Times are tough, and federal money is very scarce. Can we really feel comfortable helping the rich buy more things? What I am making, of course, is a distributional argument. Its premise is that if you want to maximize the well-being produced -- the moral return, you might call it -- from a given handout of federal money, you will reap much more by directing it to people to whom a small additional amount of income will mean a great deal in terms of their basic standard of living.

This type of argument is currently unfashionable. It also has its limits. If you pay attention only to the question of how the economic pie is distributed, you may find that the pie is shrinking. That's because the people who make the pie grow and who tend to be rich will get fed up if you keep taking their money away from them to give to their less-favored fellow citizens.

Recent policy, however, has tended, unarguably, in the opposite direction. Several well-documented studies have demonstrated that the effect of the recent tax and budget cuts has been to make a substantial shift in national income toward the upper end of the income distribution. These policies have also produced an economic situation in which many well-off people are even better off -- and the average worker with a job is holding his own -- but large numbers of people are very much worse off. The Neiman Marcus Christmas catalog is glossier than ever, but the families of the unemployed are living in tents outside the cities of the Sunbelt.

Less than half of the 11.6 million unemployed workers were receiving unemployment insurance last month. This month thousands more will lose their benefits as the temporary extension of benefits voted by Congress runs out. And then there are the working poor. They've lost welfare and other aid, and the administration now reportedly plans to further adjust school lunch fees so that their children may "bear a fair share of inflation." Many of these families are now desperate.
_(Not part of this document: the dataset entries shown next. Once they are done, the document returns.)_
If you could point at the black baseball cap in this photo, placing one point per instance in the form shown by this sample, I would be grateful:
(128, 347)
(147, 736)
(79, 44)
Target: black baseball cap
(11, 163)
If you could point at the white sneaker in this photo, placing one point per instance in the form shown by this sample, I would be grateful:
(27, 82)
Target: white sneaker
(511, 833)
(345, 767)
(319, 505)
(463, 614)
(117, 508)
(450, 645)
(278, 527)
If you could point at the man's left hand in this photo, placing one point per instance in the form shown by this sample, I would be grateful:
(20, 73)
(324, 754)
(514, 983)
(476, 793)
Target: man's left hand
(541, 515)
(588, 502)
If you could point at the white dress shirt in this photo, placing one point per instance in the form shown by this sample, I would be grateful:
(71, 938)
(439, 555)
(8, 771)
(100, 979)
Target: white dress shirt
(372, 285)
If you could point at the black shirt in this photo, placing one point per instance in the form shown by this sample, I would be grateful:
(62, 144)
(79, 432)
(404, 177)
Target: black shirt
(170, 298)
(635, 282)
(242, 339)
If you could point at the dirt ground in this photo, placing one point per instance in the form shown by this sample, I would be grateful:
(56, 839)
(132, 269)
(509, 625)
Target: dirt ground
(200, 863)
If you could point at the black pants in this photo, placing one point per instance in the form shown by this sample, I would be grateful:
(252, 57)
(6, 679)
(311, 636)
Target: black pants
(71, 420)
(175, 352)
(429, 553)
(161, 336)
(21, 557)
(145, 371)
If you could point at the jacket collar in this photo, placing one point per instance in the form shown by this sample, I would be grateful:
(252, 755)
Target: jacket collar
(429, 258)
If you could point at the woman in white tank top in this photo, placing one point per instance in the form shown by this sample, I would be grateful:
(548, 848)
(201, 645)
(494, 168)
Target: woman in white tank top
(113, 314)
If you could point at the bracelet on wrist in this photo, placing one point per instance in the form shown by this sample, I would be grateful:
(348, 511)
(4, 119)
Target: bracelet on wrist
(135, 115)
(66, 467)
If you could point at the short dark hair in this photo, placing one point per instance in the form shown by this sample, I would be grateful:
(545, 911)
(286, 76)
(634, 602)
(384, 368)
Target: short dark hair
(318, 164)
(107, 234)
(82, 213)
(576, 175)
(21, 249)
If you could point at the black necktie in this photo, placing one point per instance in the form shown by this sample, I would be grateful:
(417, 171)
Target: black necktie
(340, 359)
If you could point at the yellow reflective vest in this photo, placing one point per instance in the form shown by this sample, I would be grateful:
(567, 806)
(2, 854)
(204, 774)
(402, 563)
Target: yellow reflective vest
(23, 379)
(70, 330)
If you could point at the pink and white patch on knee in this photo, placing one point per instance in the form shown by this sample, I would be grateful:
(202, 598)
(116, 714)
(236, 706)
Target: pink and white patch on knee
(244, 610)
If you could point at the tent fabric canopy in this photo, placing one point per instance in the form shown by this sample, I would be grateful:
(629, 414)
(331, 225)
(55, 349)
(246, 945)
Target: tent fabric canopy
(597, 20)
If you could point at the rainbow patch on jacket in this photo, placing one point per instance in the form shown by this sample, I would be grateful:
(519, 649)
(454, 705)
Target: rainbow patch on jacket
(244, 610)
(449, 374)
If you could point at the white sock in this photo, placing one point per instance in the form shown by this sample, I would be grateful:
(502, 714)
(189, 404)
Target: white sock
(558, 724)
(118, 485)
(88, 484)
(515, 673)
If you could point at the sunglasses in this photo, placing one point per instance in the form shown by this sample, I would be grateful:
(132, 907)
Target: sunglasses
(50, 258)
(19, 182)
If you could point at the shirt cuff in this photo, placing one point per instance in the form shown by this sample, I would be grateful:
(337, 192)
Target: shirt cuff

The Wall Street Journal, for example, recently told of a mother who earns only $230 a month and, having lost her welfare aid, now resorts to shoplifting food because she has to sell her food stamps to pay the rent.

Some of these families, however, are still better off than families that are totally dependent on welfare. Welfare benefits generally have never reached even the subsistence level defined by the poverty line and, since 1975, the gap has increased because very few states adjust benefits for inflation. Food stamp cost-of-living adjustments helped make up welfare losses, but these adjustments were eliminated for 21 months starting in January 1981.

If you wanted to spend $15 billion-- or even a small part of it -- to stimulate these people's consumption, there are several quick ways to do it. One would be to increase federal aid to welfare families. Another would be to increase the earned income tax credit that provides help through the tax system to working poor families with children -- it's been frozen at the same modest level for several years.

Another federally paid-for extension of unemployment insurance benefits is an obvious alternative. Better yet, you could convert the money to wages and pay it to unemployed people to do useful public work--not the heavy construction type projects that take years to build up and require high-paid union labor, but the many kinds of community services that are now being cut back by hard- pressed states and localities. Because some people getting unemployment benefits wouldn't want the jobs, the others could be paid more with the same amount of money.

You will note, of course, that none of these things -- with the possible exception of extending unemployment benefits -- is likely to be done. That's because they do not appeal to any powerful constituency. What is most discouraging about the current political scene is that they don't even get talked about.